There are other - leveraged - structures available for investors searching for higher returns (who are prepared to take on higher risk). These enhance the potential returns of the basic zero structure by using derivatives. When a derivative product is used to leverage the amount of working capital available from the bond, increasing its risk/return profile, the combined product is usually called a 'synthetic bond'. There are two main ways of increasing the amount of available working capital.
1. Using notes and interest rate swaps
The fund issues a promissory note or letter of credit to receive capital and simultaneously enters into a zero-coupon swap. Capital received is then invested in the alpha generator, leveraging the investor's total risk/return exposure
2. Using bond options
The small amount of working capital allowed by the zero-coupon bond is used to buy call or put options.
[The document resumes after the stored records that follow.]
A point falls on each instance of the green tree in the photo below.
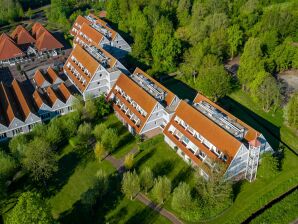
(30, 208)
(99, 151)
(99, 189)
(165, 47)
(29, 13)
(291, 112)
(99, 130)
(250, 62)
(183, 12)
(183, 203)
(265, 90)
(40, 160)
(161, 189)
(213, 81)
(146, 179)
(235, 36)
(130, 184)
(129, 161)
(110, 139)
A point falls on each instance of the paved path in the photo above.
(119, 165)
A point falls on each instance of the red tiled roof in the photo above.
(220, 138)
(64, 91)
(44, 39)
(170, 96)
(8, 49)
(251, 133)
(23, 102)
(52, 74)
(22, 36)
(94, 35)
(39, 78)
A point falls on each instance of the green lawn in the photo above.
(285, 211)
(76, 175)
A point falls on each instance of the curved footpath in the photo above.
(118, 164)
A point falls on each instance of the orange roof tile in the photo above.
(220, 138)
(170, 96)
(52, 74)
(9, 104)
(23, 102)
(64, 91)
(51, 95)
(250, 134)
(39, 78)
(22, 36)
(94, 35)
(137, 93)
(8, 49)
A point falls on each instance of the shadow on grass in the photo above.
(82, 214)
(163, 168)
(66, 167)
(145, 155)
(236, 189)
(147, 215)
(183, 176)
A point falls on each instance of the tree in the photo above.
(8, 166)
(183, 203)
(165, 47)
(84, 134)
(264, 90)
(183, 12)
(250, 62)
(40, 160)
(130, 184)
(110, 139)
(129, 161)
(146, 179)
(234, 39)
(29, 13)
(99, 189)
(291, 112)
(17, 145)
(99, 151)
(213, 81)
(162, 189)
(99, 130)
(30, 208)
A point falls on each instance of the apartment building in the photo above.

Because an options contract allows you to gain exposure to the price behaviour of an asset for a smaller sum (the premium) than the asset value you are exposed to, working capital can be leveraged several times.
Using options can be particularly attractive because they allow both long and short positions, so the manager can generate returns from the alpha generator irrespective of market direction.
The selection of instruments used to enhance returns is governed by a range of factors, including the interest rate environment, taxation issues and the time horizon of the investor. Different instruments also offer differing degrees of flexibility to redeem the investment earlier than the maturity date.